MS. Bodley 851 and the Dissemination of Piers Plowman
(Reprinted, with slight revision, from Hanna’s article “Studies in the Manuscripts of Piers Plowman,” YLS 7 : 1-25.) Rigg and Brewer’s claim for the “Z text” as a pre-1388 version of the poem requires that the quire containing John of Wells’s bookplate be integral with substantial parts of the remainder of the codex. But several features of Bodley 851–separate signature systems, quiring anomalies that result in blank leaves filled in by later hands, wear on external leaves of individual sections, and diverse page formats in the codex–all indicate that the manuscript reflects a community product, compiled through a series of separate acts of production, probably separate in time.

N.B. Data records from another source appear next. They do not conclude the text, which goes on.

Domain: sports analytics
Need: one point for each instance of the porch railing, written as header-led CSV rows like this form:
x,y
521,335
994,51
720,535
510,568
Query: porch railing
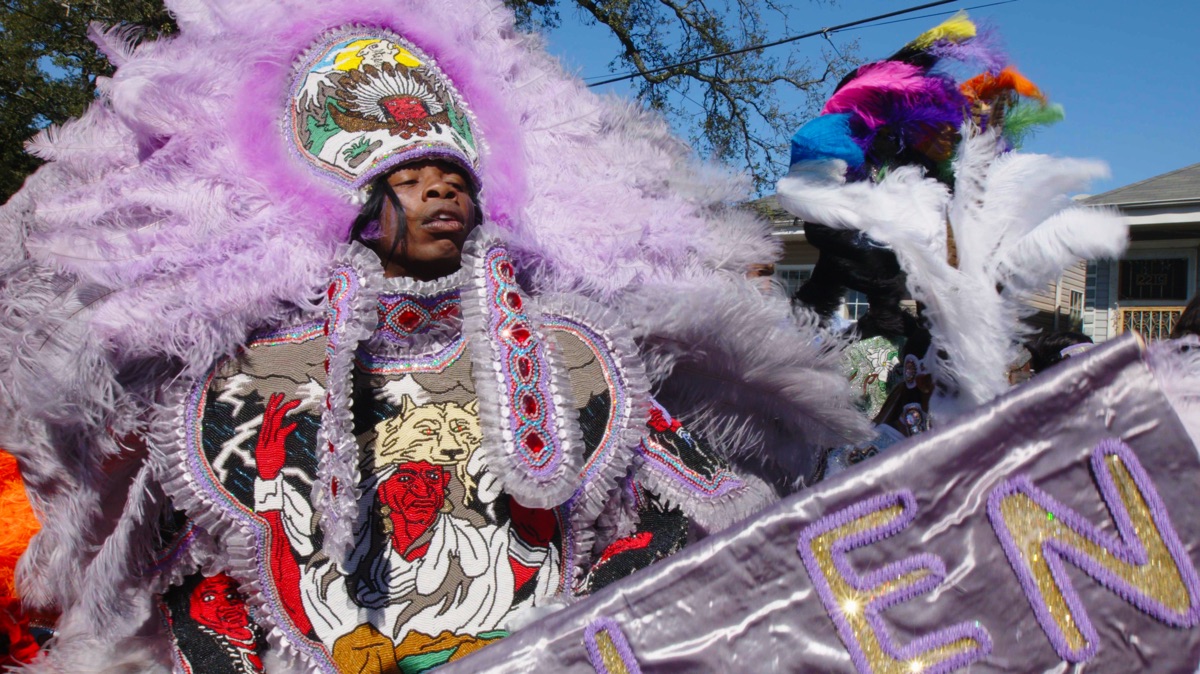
x,y
1153,323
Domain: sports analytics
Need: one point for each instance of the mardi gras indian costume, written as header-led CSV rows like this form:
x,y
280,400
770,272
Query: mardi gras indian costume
x,y
208,374
915,174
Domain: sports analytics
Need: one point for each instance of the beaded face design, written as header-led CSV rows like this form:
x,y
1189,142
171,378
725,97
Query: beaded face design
x,y
365,100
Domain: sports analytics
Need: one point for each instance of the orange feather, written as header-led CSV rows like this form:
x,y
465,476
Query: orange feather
x,y
19,522
987,86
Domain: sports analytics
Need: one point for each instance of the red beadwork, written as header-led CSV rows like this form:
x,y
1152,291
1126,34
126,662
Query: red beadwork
x,y
409,320
521,334
507,271
529,405
534,443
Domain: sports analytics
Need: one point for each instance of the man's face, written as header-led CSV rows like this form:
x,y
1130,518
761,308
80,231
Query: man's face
x,y
417,493
439,214
216,605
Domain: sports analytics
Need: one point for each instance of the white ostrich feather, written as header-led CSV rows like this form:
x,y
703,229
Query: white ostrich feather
x,y
1015,229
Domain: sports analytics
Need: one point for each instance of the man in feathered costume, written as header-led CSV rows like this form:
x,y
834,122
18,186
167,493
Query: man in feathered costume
x,y
361,305
912,179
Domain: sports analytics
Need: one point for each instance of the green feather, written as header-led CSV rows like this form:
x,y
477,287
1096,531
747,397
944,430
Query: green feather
x,y
1024,119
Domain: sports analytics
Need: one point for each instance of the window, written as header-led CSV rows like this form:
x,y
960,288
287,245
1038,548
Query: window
x,y
1077,311
856,305
1153,278
792,277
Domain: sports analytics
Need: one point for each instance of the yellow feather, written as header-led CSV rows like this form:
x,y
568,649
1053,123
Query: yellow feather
x,y
955,29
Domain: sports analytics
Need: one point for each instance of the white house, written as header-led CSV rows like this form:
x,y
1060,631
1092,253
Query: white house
x,y
1147,289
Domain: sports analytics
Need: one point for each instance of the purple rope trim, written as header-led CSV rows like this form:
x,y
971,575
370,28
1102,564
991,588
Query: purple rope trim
x,y
875,607
287,335
671,467
1127,548
618,639
342,289
437,361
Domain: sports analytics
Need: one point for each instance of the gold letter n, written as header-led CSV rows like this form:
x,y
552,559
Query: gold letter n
x,y
1146,564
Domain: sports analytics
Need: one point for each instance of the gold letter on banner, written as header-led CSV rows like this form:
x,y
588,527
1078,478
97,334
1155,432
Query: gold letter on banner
x,y
1146,564
857,602
607,648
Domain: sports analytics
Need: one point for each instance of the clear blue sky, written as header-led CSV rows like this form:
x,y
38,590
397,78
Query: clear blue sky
x,y
1127,71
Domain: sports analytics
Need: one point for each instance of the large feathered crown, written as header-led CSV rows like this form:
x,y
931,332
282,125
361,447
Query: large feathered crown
x,y
365,100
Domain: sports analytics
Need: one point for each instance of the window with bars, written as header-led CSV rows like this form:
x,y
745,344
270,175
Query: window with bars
x,y
1077,311
791,277
1153,278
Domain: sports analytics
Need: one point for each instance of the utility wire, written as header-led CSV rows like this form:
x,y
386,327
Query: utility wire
x,y
825,31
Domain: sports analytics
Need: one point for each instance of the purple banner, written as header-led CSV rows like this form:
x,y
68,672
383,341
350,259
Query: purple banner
x,y
1054,528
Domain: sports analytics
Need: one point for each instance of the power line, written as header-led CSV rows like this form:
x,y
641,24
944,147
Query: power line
x,y
825,31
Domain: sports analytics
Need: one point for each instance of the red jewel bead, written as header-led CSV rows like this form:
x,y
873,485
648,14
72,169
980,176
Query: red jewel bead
x,y
507,271
534,443
529,405
522,335
408,319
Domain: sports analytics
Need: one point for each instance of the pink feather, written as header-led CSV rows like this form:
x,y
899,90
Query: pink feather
x,y
876,89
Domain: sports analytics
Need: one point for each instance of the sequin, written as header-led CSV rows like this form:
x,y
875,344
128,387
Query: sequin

Although Rigg and Brewer identify hand X as that of John of Wells, it is more likely that John was hand A, who copied the Latin works included in the codex. Hand X was probably a later scribe at Ramsey who extended the Wells booklet with a new one containing Piers Z, which derived from an offbeat neighborhood archetype of the A text. Rigg and Brewer contend that Z’s substantial agreement with B against A represents WL’s reassertion of original readings in B rather than B contamination in Z, since “there were presumably more A MSS around at the time” to exert contaminating influence. But the A version, a coterie text, had only minimal circulation before 1425.
Hanna, Pursuing History (no. 19). 195-202.